Because right now, Walter’s entire world is made of wanting. If he really went to the carnival, he would still be there, wouldn’t he? If they invited him in, asked him to stay, dear god, why didn’t he?
And more importantly: How will he ever get back there again?
CORPSE ROSE
by Terry Dowling
The day Jeremy Scott Renton turned eleven, a circus ran away to join him.
Not all at once, mind, but the thirteen members of the Corpse Rose Heirloom Carnival and Former Circus (to give it its full name) came to check him out and give their approval, arriving secretly in their ones and twos, never making a fuss, never drawing too much attention. They stayed long enough for the troupe to gather once more, doing the usual mufti work in bars, stocking supermarket shelves, cleaning swimming pools until they had finally assembled, all thirteen, then confirmed him as theirs and them as his, and went their various ways again.
Every single one had to approve, of course, theirs being one of the seven great lost and hidden carnivals of the world. Things were done differently in the Heirloom Carnivals, or the Sly Carnivals as they were sometimes called — and the Corpse Rose Heirloom Carnival and Former Circus followed the old protocols to the letter.
As for Jeremy Scott Renton — Jem to his friends — he wouldn’t learn that it had happened at all for another twenty-five years, eleven days after a carefully placed operative persuaded both a doting grandmother and fond older sister in Perth that a round-trip ticket on the Indian-Pacific and a week at Cottesloe Beach would be the perfect birthday gift for a thirty-six-year-old grandson and younger brother just back from five years with the Australian Design Council in London. The Indian-Pacific running from Sydney to Perth via Adelaide was one of the remaining great train journeys in the world, all 2,698 miles of it, and it seemed like a grand idea.
Jem had five weeks’ leave owing and was glad to spend part of it with his west-coast kin before settling down to his new posting. He thoroughly enjoyed the Sydney to Adelaide leg of the journey and had every expectation of enjoying the longer haul across the vast Nullarbor Plain as well. Outback Australia was one of the no-time, slow-time places of the world and, by association, so too was the inside of the Indian-Pacific when it made that crossing.

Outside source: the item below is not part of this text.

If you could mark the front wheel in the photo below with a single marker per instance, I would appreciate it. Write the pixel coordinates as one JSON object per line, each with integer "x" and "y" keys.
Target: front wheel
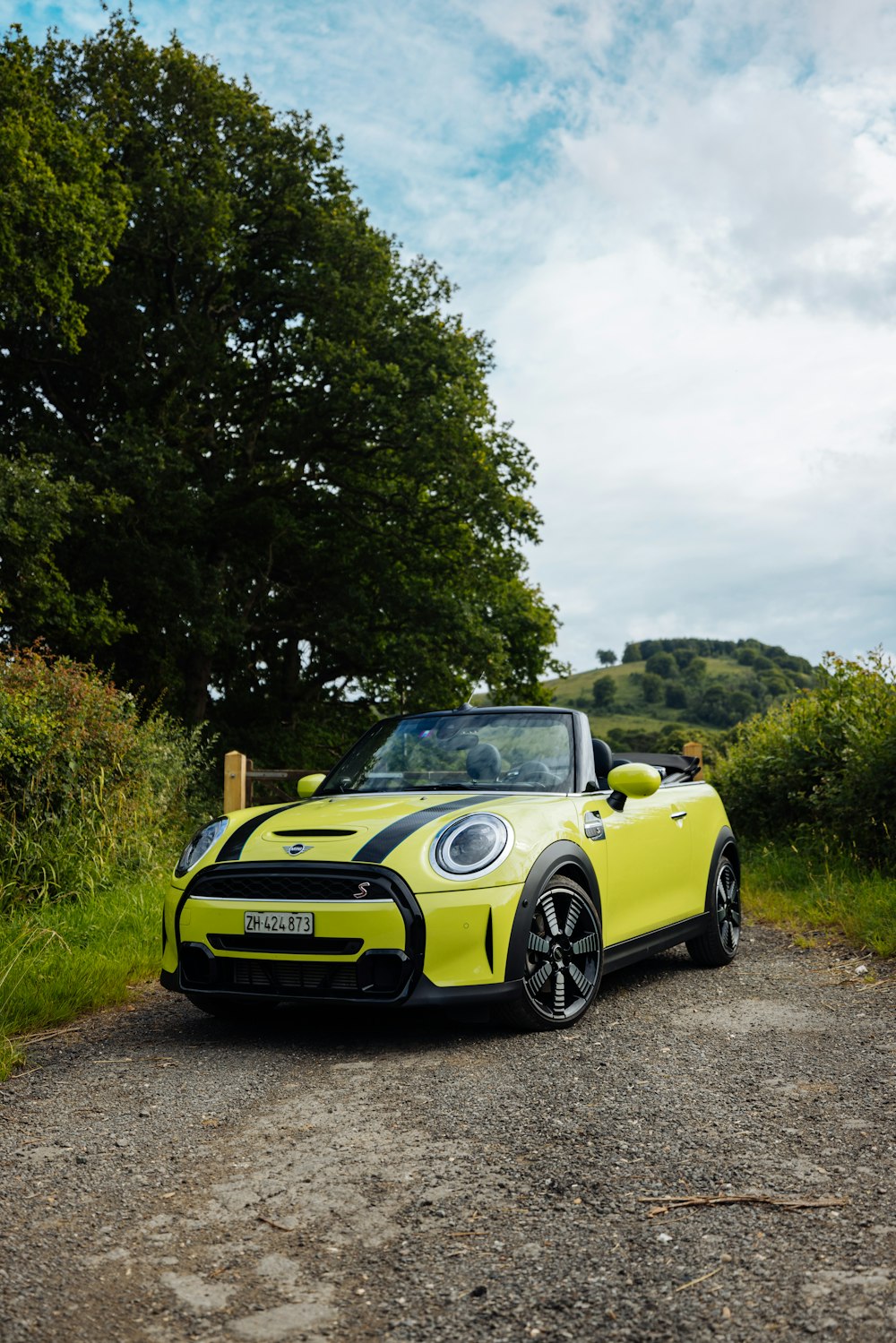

It was when the train made its customary stop at the not-quite-ghost-town of Cook, 513 miles northwest of Port Augusta in the middle of the Nullarbor, population anything from four to fifteen on an Indian-Pacific day, that what had been set in motion twenty-five years before reached the end of this particular recruitment phase, and the next part of the old Sly Carnival spell that had planted the seed of an idea with grandmother and sister was engaged.